Roommate and Household Income

  • Roommate income, or boarder income, can now be used to qualify for a home loan.  Keep in mind that this rental income needs to be documented for 12 months.  If you and your buddy are renting an apartment, you’ll want a lease between the two of you and have rental payments go directly to you and not the landlord.  Same goes for the tenant in your basement – have a lease and document the rent payments for 12 months and you could use this to qualify for a refinance of your home.  The Fannie Mae Home Ready program also allows the use of other household income to help you qualify for a loan even if you are the only borrower.

The mortgage industry changes every day with new updates, regulations, technology, volume of business and oh yeah – interest rates.  Our best advice – get in touch with an expert Loan Officer before you get too serious about shopping for a home.  The last thing we want you to do is ride all over town with your Realtor looking at homes that you won’t be able to buy.  Our other advice – send in everything upfront so your Loan Officer can review all of the documentation and alert you of any potential issues early on.  Generally when we have the time, most issues can be fixed or resolved.  They are all saying it, but now really is the best time to buy a home!

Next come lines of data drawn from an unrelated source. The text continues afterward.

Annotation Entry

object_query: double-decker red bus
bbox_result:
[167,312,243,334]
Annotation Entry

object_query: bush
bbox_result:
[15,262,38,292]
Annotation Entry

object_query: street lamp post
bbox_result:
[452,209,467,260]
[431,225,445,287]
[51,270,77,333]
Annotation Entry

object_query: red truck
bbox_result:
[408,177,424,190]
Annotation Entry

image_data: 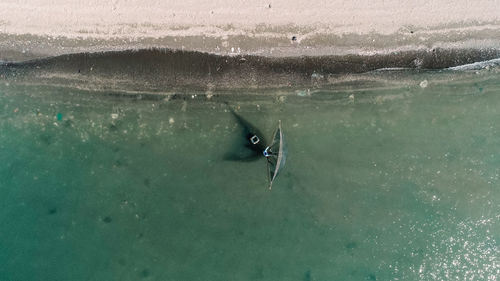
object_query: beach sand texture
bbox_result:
[0,0,500,60]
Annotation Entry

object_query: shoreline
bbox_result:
[0,48,500,93]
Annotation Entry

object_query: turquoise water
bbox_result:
[0,70,500,281]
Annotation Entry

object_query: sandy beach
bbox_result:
[0,0,500,60]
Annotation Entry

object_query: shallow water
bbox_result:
[0,66,500,281]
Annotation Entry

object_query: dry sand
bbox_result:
[0,0,500,60]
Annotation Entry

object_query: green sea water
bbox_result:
[0,66,500,281]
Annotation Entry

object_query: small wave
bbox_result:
[447,58,500,70]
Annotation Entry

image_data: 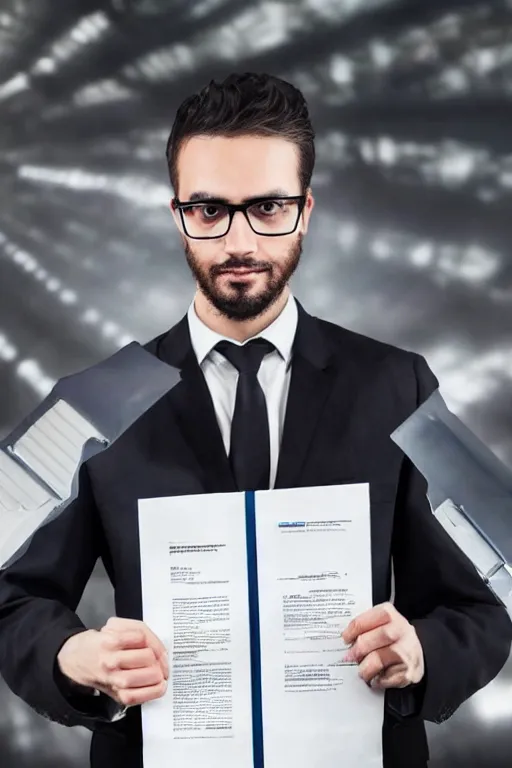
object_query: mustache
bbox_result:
[210,257,272,277]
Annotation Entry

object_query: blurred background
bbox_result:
[0,0,512,768]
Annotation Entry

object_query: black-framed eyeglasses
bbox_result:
[173,195,306,240]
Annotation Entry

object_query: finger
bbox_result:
[112,648,158,669]
[108,665,164,690]
[101,627,148,651]
[343,620,401,662]
[342,603,396,644]
[116,680,167,707]
[372,664,410,690]
[359,647,401,683]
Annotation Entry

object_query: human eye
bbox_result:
[197,203,225,221]
[255,200,284,217]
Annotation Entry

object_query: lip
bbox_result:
[220,267,267,277]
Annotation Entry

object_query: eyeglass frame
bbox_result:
[172,195,307,240]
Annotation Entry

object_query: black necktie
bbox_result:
[215,339,275,491]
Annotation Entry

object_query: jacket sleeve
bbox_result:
[0,465,123,730]
[386,355,512,723]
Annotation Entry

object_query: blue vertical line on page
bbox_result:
[245,491,264,768]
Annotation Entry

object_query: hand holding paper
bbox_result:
[57,617,169,706]
[342,603,425,688]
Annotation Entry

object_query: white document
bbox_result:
[256,485,384,768]
[139,485,384,768]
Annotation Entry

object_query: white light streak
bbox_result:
[472,681,512,725]
[0,72,29,101]
[18,165,170,208]
[16,359,55,398]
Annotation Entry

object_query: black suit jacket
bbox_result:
[0,307,512,768]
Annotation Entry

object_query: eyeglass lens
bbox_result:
[182,200,300,237]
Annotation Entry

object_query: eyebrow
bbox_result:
[187,188,290,204]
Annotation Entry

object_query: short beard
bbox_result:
[184,233,303,322]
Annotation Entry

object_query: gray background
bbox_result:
[0,0,512,768]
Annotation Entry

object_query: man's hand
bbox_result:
[57,617,169,706]
[342,603,425,688]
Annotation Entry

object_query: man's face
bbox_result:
[173,136,314,320]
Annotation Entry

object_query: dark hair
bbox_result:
[166,72,315,193]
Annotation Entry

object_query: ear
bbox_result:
[302,187,315,234]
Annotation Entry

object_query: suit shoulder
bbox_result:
[319,320,439,405]
[318,319,419,365]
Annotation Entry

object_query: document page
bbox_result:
[139,493,253,768]
[255,484,384,768]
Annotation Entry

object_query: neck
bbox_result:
[194,287,290,342]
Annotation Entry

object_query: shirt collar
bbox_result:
[187,295,298,365]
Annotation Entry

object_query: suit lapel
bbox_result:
[157,317,236,493]
[275,302,335,488]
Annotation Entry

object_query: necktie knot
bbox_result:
[215,339,275,374]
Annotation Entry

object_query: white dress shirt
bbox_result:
[188,296,298,488]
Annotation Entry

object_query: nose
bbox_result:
[224,211,258,256]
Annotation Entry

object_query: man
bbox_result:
[0,74,512,768]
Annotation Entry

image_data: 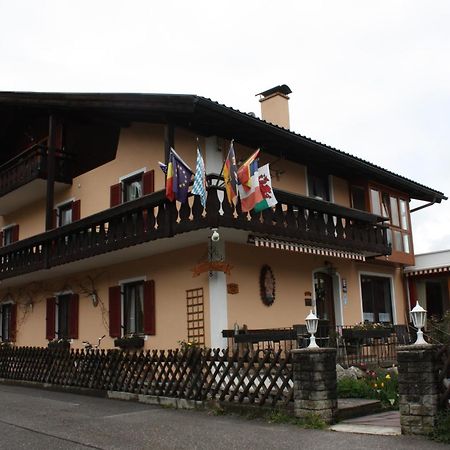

These days it seems offers are everywhere online to get an approval and complete a loan.  Many of these offers seem great and easy to complete.  And in some cases they are.  What is important to know is how it works, what the risks are, and how to go about determining which offers are legitimate and which are not.  Here is a quick tutorial and a quick reference guide to navigate you through the wires of an online mortgage:

How the online process works

Online technology has evolved to a point where it is easy to communicate information and documentation, even if you know little about computers.  Entering information into an online form, such as a mortgage application, is fairly straight forward.  Click the apply online button, enter your information such as employment, income, credit, assets, address, identifying information and press send.  Viola, the check arrives in the mail!  Not so fast – a lender is required to verify your information submitted via documentation and determine your ability to repay the loan and meet loan qualifying criteria.  However, entering an online application these days is a snap!

What is needed from you

Once the lender does an initial review, they will request your documentation (pay stubs, W2s, tax filings, bank statements, identification, and other items specific to your application).  Today, many lenders have the option for you to upload your documentation directly into your loan file.  This used to be referred to as FTP, or file transfer protocol, but today is as simple as click “upload file” and then select the file from your computer.  The days of faxing documents, or even bringing them into a Loan Officer’s office, are quickly slipping away.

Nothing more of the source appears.